Here’s how we did our research
Every day from Sept. 19 to Nov. 7, we estimated voters’ support for Donald Trump and Hillary Clinton by combining survey data and social media sentiment analysis. We did this in four steps.
Step 1: Data collection. Through the Twitter API, or application programming interface, we collected tweets written in English (ignoring Spanish or other languages) that explicitly mentioned one of the two main candidates. To forecast the nationwide popular vote, we counted only tweets coming from the United States. To estimate the state-by-state results, we analyzed tweets geolocated in each state, using the geolocation information metadata attached to each tweet.
While we were able to effectively monitor the Twitter discussion about the campaign nationally, we could not be as thorough for individual states, because only a fraction of tweets (2 to 5 percent) give location data.
Step 2: Supervised sentiment analysis. For each tweet, we measured the sentiment toward the two candidates as either positive or negative. We also measured how many said they would explicitly vote for one of the candidates. We ran a supervised sentiment analysis (i.e., human-empowered and computer-assisted technology) to get rid of noise and to grasp the nuances, irony, allusions and cultural references expressed in the texts via an opinion-mining algorithm that learns from manual tagging.

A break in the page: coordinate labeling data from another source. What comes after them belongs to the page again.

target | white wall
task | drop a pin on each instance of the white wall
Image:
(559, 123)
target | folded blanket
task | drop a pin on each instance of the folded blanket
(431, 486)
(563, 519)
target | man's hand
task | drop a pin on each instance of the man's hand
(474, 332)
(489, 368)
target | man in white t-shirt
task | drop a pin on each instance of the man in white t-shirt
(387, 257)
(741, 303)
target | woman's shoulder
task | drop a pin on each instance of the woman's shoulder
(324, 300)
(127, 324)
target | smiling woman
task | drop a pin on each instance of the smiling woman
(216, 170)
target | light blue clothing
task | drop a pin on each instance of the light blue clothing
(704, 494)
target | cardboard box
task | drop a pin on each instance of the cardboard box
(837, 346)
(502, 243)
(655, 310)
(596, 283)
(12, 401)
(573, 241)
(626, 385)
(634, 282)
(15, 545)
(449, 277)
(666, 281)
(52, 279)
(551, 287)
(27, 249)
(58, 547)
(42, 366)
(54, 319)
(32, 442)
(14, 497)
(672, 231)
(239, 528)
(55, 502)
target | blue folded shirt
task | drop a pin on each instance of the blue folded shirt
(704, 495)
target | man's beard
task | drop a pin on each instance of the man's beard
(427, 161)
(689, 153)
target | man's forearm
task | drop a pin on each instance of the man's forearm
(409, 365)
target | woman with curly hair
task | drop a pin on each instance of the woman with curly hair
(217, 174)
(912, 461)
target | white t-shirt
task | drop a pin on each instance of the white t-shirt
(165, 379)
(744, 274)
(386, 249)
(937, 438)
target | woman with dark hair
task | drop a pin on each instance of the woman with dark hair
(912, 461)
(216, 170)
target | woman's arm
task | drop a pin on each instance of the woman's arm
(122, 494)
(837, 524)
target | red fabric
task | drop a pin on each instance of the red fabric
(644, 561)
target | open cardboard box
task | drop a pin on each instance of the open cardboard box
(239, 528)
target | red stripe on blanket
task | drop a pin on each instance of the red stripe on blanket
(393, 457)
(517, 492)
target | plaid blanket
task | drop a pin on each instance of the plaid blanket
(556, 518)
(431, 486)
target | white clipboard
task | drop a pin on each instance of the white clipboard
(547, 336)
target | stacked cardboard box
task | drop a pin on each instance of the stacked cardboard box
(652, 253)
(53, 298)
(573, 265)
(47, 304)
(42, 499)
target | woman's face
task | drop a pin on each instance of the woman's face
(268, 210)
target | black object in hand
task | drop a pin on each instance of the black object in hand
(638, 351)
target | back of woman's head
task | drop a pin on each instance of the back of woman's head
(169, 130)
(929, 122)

Step 3: Econometric calibration. We combined our data with survey data. Every day from Sept. 19 until Oct. 2, we ran an econometric model in which we used the results of our sentiment analysis to predict the national survey data results published at RealClearPolitics. We found that the percentage of negative comments toward Donald Trump and the online voting intentions expressed in support of Hillary Clinton were able to explain 97 percent of the overall trend.
Step 4: Social media prediction. From Oct. 3 until the election, we used the two social media indicators mentioned in Step 3 — the percentage of negative comments toward Donald Trump and the expressed intention to vote for Hillary Clinton — to predict real-time on a daily basis the result.

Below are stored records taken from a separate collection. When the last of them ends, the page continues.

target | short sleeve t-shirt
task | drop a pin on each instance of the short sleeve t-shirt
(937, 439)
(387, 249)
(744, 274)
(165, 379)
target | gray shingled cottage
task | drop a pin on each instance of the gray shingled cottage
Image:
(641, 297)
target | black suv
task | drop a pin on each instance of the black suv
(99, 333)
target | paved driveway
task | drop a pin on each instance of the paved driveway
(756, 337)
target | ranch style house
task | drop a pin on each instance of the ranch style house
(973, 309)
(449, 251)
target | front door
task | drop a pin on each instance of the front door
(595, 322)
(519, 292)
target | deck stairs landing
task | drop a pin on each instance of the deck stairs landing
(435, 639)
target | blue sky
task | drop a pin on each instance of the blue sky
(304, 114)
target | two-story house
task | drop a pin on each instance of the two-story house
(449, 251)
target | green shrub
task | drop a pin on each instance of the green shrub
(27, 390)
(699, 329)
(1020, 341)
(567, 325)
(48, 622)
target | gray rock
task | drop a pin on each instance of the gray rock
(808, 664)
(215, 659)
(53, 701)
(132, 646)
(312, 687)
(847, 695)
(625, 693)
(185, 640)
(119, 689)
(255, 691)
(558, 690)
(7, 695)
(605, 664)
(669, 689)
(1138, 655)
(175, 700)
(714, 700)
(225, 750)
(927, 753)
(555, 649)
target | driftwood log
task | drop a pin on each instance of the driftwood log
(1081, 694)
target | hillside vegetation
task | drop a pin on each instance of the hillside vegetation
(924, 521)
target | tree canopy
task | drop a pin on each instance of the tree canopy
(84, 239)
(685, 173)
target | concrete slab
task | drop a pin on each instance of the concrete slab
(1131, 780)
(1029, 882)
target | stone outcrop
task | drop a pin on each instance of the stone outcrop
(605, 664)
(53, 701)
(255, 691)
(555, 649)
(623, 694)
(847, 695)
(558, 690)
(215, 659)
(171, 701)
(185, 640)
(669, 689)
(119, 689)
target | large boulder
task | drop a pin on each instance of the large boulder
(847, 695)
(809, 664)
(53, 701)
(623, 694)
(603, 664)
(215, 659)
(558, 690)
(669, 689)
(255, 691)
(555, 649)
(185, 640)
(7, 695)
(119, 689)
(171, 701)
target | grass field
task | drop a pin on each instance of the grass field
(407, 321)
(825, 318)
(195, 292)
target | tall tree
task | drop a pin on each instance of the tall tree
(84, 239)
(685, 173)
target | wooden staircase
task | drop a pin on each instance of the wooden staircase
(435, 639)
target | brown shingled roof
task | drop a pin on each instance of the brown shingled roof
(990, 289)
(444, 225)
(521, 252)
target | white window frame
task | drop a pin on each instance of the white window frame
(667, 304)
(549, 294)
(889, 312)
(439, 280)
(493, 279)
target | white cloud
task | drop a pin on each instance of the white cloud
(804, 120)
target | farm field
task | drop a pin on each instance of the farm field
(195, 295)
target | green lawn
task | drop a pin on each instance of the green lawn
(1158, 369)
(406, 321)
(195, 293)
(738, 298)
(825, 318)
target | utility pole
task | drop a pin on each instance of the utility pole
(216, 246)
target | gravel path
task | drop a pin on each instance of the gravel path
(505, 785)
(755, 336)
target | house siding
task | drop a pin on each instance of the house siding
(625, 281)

With this model, Donald Trump appeared to overtake Hillary Clinton in early October. For the next few weeks, Trump faced difficulties that included questions about tax evasion by his opponent and the now-infamous recording with Trump boasting about sexual assault. However, alongside those, WikiLeaks continued releasing hacked emails from the Democratic National Committee.
By the second half of October, in our model, the Republican candidate’s support was rising so sharply that Trump passed Clinton in the popular vote on the day that FBI director James B. Comey reopened the investigation into Hillary Clinton’s emails. For that final week, the race then remained narrow, with Clinton holding about a 1-point lead.
Our approach had its limits
What about the state-level results? By analyzing Twitter data as discussed above, we found that Ohio, Florida, Nevada and Colorado were basically not in competition. Even in mid-October, the first two ranked consistently for Trump, and the latter two for Clinton.
By contrast, we found through the final month of campaigning that the Pennsylvania race was much closer than expected, with predictions moving back and forth, favoring one candidate and then the other.
The Trump rise in the Midwest couldn’t have been predicted via Twitter. We didn’t decipher it in Wisconsin or Iowa, and in Michigan we would have called the race much closer than what surveys were showing, putting Clinton up by only half a point.
This social media analysis would have revealed an uncertain race. On the night before the election, it would have predicted Hillary Clinton to win the national vote by 1.2 percent (close to the actual electoral result: +2.1 percent), and would have favored her to become the next president with a probability of 59 percent.
This last prediction was wrong, of course. The inaccurate results are probably due to the limits of the geolocated data and the fact that, instead of calibrating the social media results with state-specific surveys, we relied on the national data. This was not a deliberate choice; we did so because no state polls were available every day, while national ones were.
Now we know how to incorporate social media postings in forecasting the vote
Social media data could have helped us monitor the opinions of the “shy Trump supporters” better than could polls alone. (“Shy Trump supporters” means voters who lied to pollsters about who they’d support, either because they distrusted institutions such as polling companies, or because after scandals involving the Republican candidate were reported in the media they felt uncomfortable saying they’d vote for him, even if they intended to.)
In fact, social media analyses have repeatedly shown that many people apparently feel more free to express their personal views online — not just in the U.S. election, but on Brexit and in various European elections. Of course, social media may be biased, too, given that its users are not demographically representative of the United States.
Public opinion has profoundly changed. And the way to measure it must change as well. Social media information offers useful signals about public sentiment. Catching them is the challenge for those who study and predict politics.